Just like bitcoin is frequently called digital gold, non-fungible tokens (NFTs) could be called digital diamonds. The value of each token comes from a combination of rarity and identified desirable features.
Talking to noobs about NFTs
In the fall of 2017, teams from Decentraland and Cryptokitties attended the ETHWaterloo hackathon in Canada with a new protocol to play with.
Called ERC721, it was a departure from ethereum's ERC20 standard for smart contracts, which are both programmable and fungible. The features of ERC-20s make them the perfect vehicle for the ICO. But ERC-721s were designed for something different.
The ERC-721 protocol makes each token unique. They may operate on the same smart contract, but each token has its own cryptographic signature.
For example, each Cryptokitty has a unique genetic code that assigns a kitty with physical "cattributes." These kitties can then be bred to produce a new tokenized kitty with its own genetic signature reflective of the genetic signatures of both parents. A player can't counterfeit a CryptoKitty as each kitty's authenticity is recorded on the blockchain.
If being able to be able to distinguish a digital original from a digital copy weren't revolutionary enough, CryptoKitties presented another new reality for digital games.
For the first time ever, a player could truly own the digital assets they acquire within a game. When an asset is purchased, owned, or gifted, it belongs to the player and not the game. If the game servers shut down, the assets don't go with it. If a player wants to sell an asset, that's up to them. And one day when enough game developers are using this technology together, players may be able to transfer beloved assets from one game into another.
On the surface, CryptoKitties can be seen as a silly game that briefly possessed people's senses, causing them to spend over $20 million in ether on digital cats. In reality, CryptoKitties is a proof of concept for a technology with a mind-blowing range of potential use cases.
In November of 2017, bitcoin had broken $10,000 for the first time, thousands of altcoins and tokens had been launched, billions of dollars raised by ICOs ... and digital cats became the first widely adopted commercial use case of blockchain technology. It shouldn't come as a surprise, though: games are always a testing ground for revolutionary technologies.
Within a month, at least two to three blockchain games were being announced every day. It's important to note that this wasn't the first time blockchain technology had been incorporated into games or online collectibles. Several projects had already been paving the way, utilizing Counterparty tokens (fungible tokens created on the bitcoin blockchain.) However, the development of a non-fungible token standard was the spark of creativity needed to move crypto-gaming into the mainstream consciousness.
Still not an MSB
It's May 31, and I receive a second identical package from FedEx. I open it with a lot more side-eye than curiosity this time.

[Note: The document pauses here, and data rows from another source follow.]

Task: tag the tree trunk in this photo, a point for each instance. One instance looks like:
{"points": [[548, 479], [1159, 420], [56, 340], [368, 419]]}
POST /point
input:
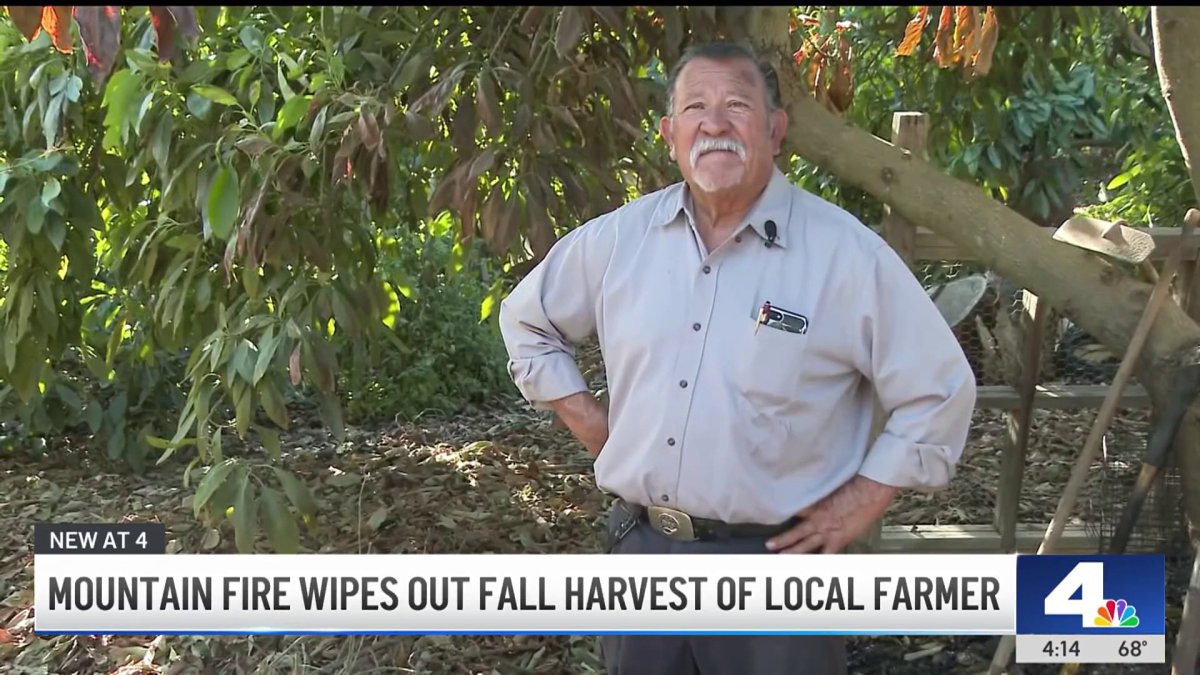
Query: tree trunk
{"points": [[1103, 300], [1177, 57]]}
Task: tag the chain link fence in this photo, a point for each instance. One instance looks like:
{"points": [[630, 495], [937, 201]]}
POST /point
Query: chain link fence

Of course, it's another money services packet from Wells Fargo. This time the letter informs me that that the bank has not received the requested information. At this point, I'm pretty confused because I know I sent back everything they needed the first time around.
Fortunately, there is an email waiting for me from Alex stating that they had the original document and just needed to clarify a couple more items.

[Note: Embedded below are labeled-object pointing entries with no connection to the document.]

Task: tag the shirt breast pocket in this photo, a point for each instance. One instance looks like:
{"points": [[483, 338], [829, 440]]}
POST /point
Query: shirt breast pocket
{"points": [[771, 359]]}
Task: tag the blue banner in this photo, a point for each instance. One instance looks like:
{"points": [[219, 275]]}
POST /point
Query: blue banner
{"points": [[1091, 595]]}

I'm realizing that a large part of my job now involves educating professionals in other fields how to interface with a blockchain business. Especially banks.

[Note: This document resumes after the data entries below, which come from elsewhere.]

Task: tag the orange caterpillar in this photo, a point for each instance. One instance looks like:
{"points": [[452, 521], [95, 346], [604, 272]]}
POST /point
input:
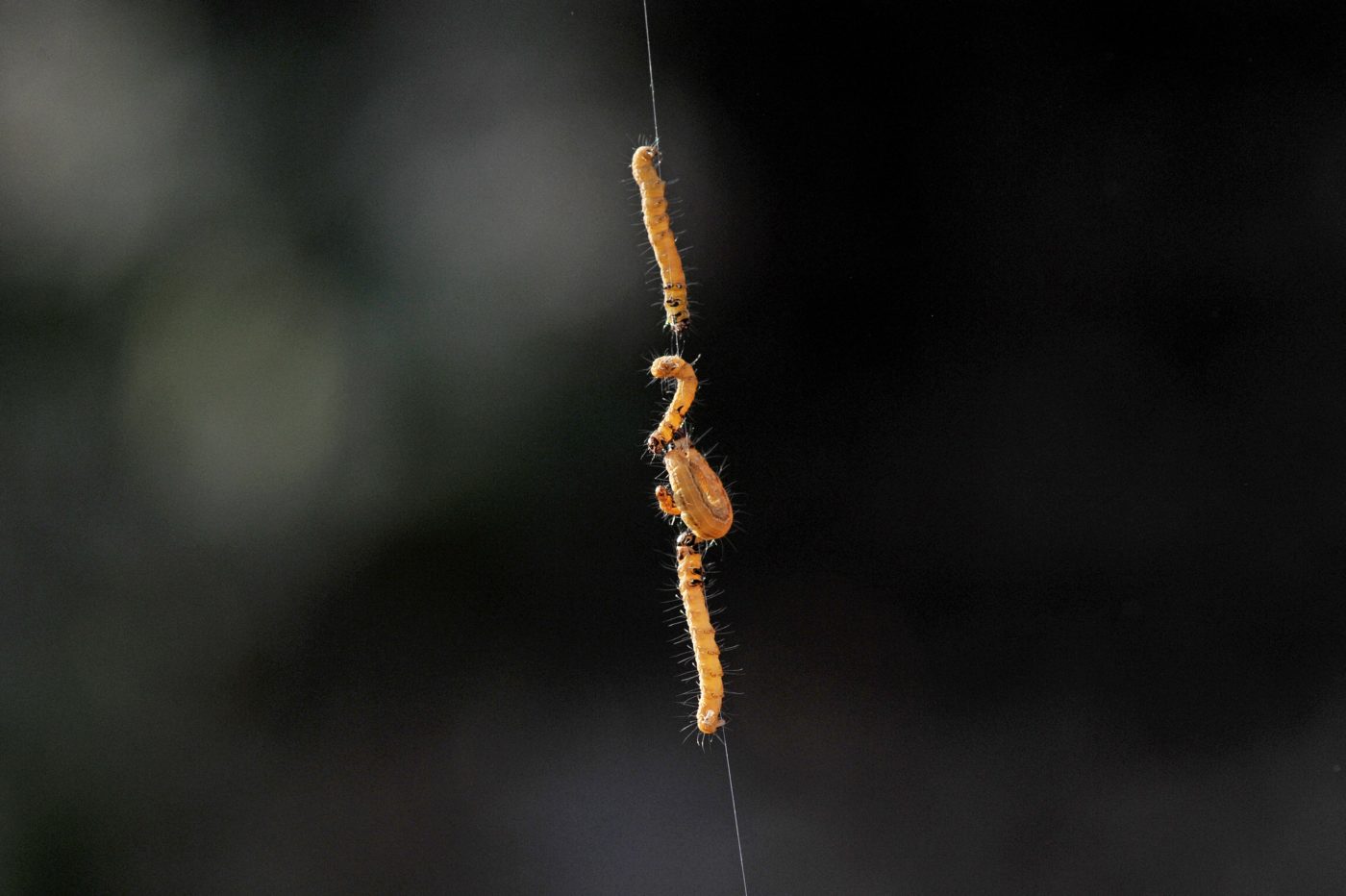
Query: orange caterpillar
{"points": [[655, 208], [666, 367], [710, 673], [695, 492]]}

Despite the fact that we can accept crypto as a currency and will occasionally pay for business operating expenses with crypto as a currency, our blockchain product is not a currency. I can see why this is confusing as all get-out to them.
Comparing NFTs to baseball cards is helpful. You can't use a baseball card as money, but someone may pay money for a baseball card based on its unique and rare attributes.
Alex thanked me for my help in understanding this new and crazy world. I'm sure it's not the last time I'll be explaining how this works.